When I say "surrealist" one big aspect of that is the disjointed, disengaged banal "conversations" between various characters, where they seem to be saying stuff at random, and not even paying attention to each other. And yet its still simply fascinating for some odd reason to listen to them - you are literally hanging on every meaningless word. Sally Kellerman is some sort of angel, but for no apparent reason decides to shop-lift a huge amount of film while at the camera store. When the employee who was previously lusting after her chases her down to confront her about the theft, she start pulling bottles of shampoo out of her purse and giving some convoluted explanation why she has so much shampoo, which has nothing to do with any action that has transpired previously in the film. But even banal bits of conversation that are superficially "normal" come off as highly ironic. Shelly Duvall throws up over the railing at the Astrodome, her boyfriend walks up right then and they passionately kiss right after she throws up. Then they notice his dad who is cop is dead nearby, And Shelly says, "What should we do". And her boyfriend says, "Call the cops." And he reaches down and starts pulling something out of the dead guy's shirt pocket, and Shelly Duvall says, "What are you doing?" And he responds, "Getting the phone number." Oh well, its interesting in the film for some reason.

And then there are an unending series of clever and surprising visual gags throughout the film that seem to have occurred by accident somehow. At other times there is visual lyricism and poetry. But this film never ever stops surprising you - by the end it is wowing us with technological wizardry because the depiction of the main character's flying machine is truly amazing. And as I indicated it is somehow, above all of this, a film about an actual real place -Houston Texas - and it has plenty of elements that would undeniably appeal to a lot of real good old boys from Texas - things like great sounding cars like Camaro Z28's and Roadrunners and car chases.

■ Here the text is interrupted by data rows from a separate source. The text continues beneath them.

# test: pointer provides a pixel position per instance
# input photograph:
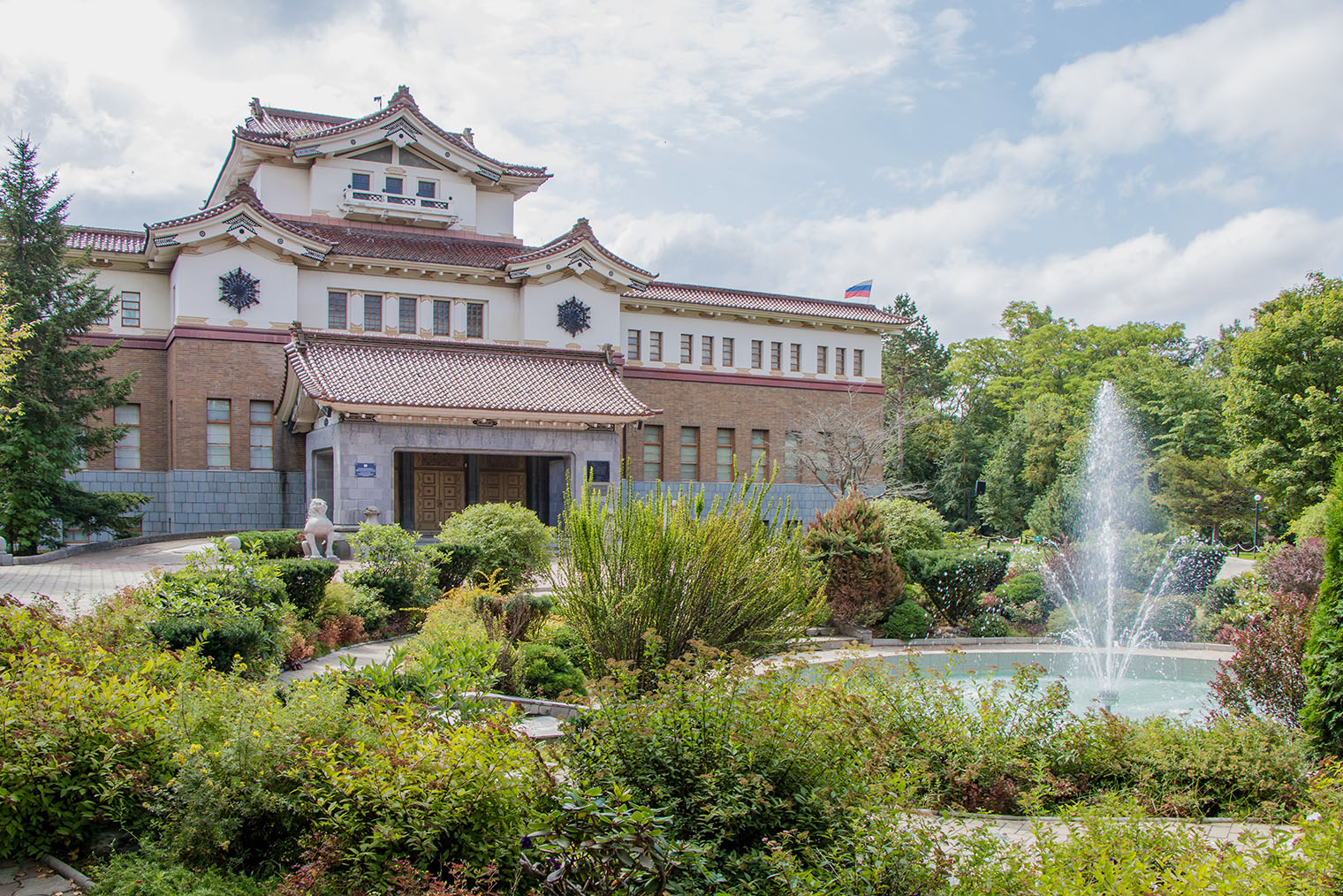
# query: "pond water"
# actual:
(1158, 683)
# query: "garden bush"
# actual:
(849, 542)
(1264, 674)
(509, 537)
(453, 563)
(955, 581)
(682, 571)
(394, 568)
(545, 671)
(908, 621)
(276, 544)
(911, 526)
(305, 582)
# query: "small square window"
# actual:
(131, 309)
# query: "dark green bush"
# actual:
(453, 562)
(849, 542)
(305, 582)
(545, 671)
(276, 544)
(908, 621)
(955, 581)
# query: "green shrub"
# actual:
(955, 581)
(849, 542)
(276, 544)
(545, 671)
(78, 731)
(305, 582)
(394, 568)
(908, 621)
(509, 537)
(911, 526)
(453, 563)
(1323, 661)
(665, 565)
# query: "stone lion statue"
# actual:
(317, 532)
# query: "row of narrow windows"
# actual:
(728, 462)
(727, 351)
(407, 312)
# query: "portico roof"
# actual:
(389, 375)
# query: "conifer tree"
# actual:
(58, 387)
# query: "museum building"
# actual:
(351, 317)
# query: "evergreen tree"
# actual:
(59, 387)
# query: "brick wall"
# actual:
(716, 405)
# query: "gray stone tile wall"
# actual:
(209, 500)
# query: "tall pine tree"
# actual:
(59, 386)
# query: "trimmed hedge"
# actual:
(305, 582)
(453, 562)
(274, 543)
(957, 579)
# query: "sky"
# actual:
(1155, 160)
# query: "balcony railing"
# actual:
(367, 203)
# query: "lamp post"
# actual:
(1257, 498)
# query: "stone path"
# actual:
(31, 878)
(77, 583)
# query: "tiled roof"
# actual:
(475, 377)
(102, 239)
(581, 230)
(744, 300)
(430, 246)
(289, 124)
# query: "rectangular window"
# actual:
(131, 309)
(761, 452)
(689, 453)
(126, 454)
(723, 452)
(216, 434)
(262, 437)
(651, 452)
(336, 310)
(792, 447)
(442, 317)
(372, 313)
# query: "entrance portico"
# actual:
(420, 430)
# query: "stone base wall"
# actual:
(209, 500)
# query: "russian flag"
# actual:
(860, 291)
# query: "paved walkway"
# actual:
(77, 583)
(31, 878)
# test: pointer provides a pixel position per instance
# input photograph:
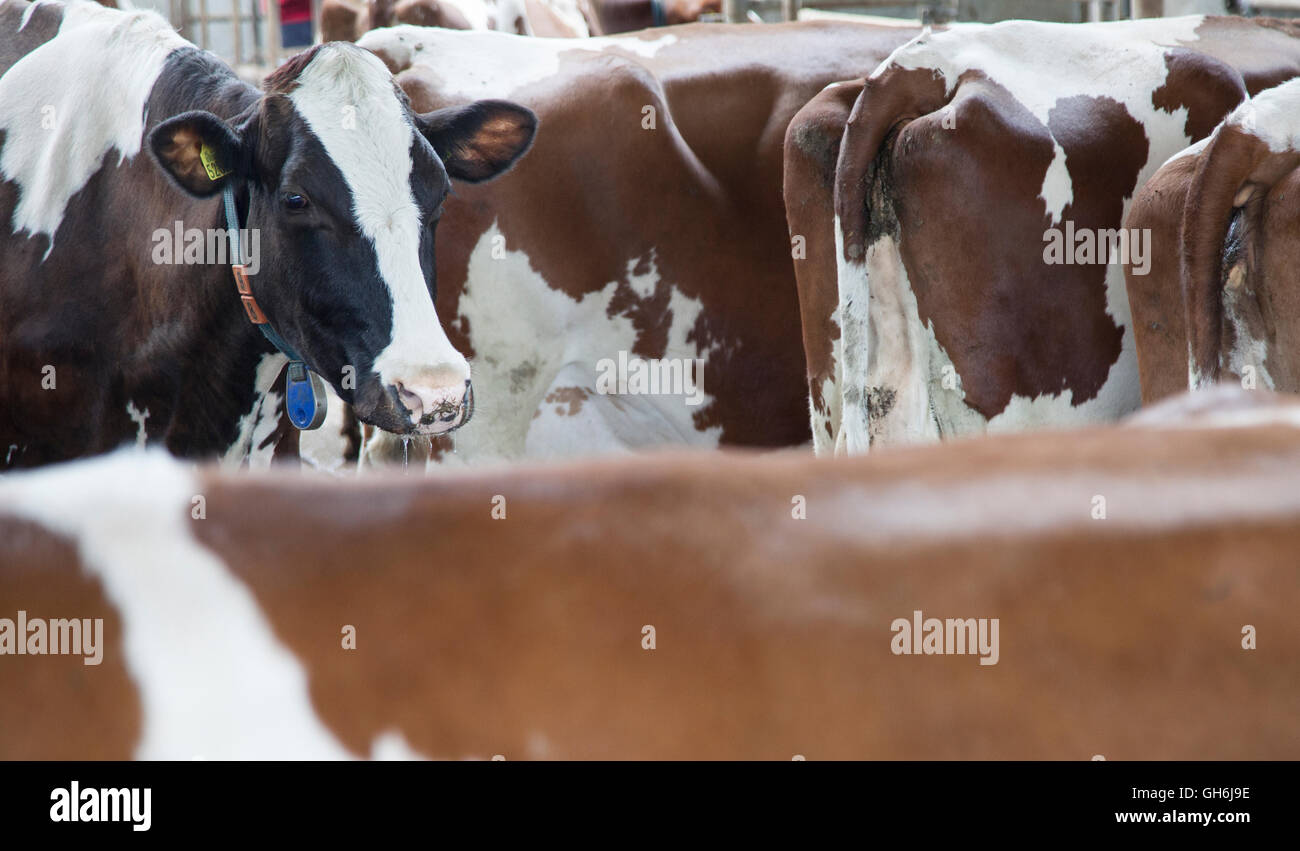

It is without question in the top five of Robert Altman's films and I never heard about it till last night. BIll Hader from Saturday Night Live was a guest on Turner Classic Movies and Brewster McCloud was one of four films he had selected as personal favorites of his that were shown. (The others were Rashomon, This is Spinal Tap, and something else. I had never seen all of Rashomon before either - its overrated.) But that old guy who is the standard host on TCM seemed mystified or something by Hader's choice of Brewster McCloud, but regardless, its a really, really memorable film.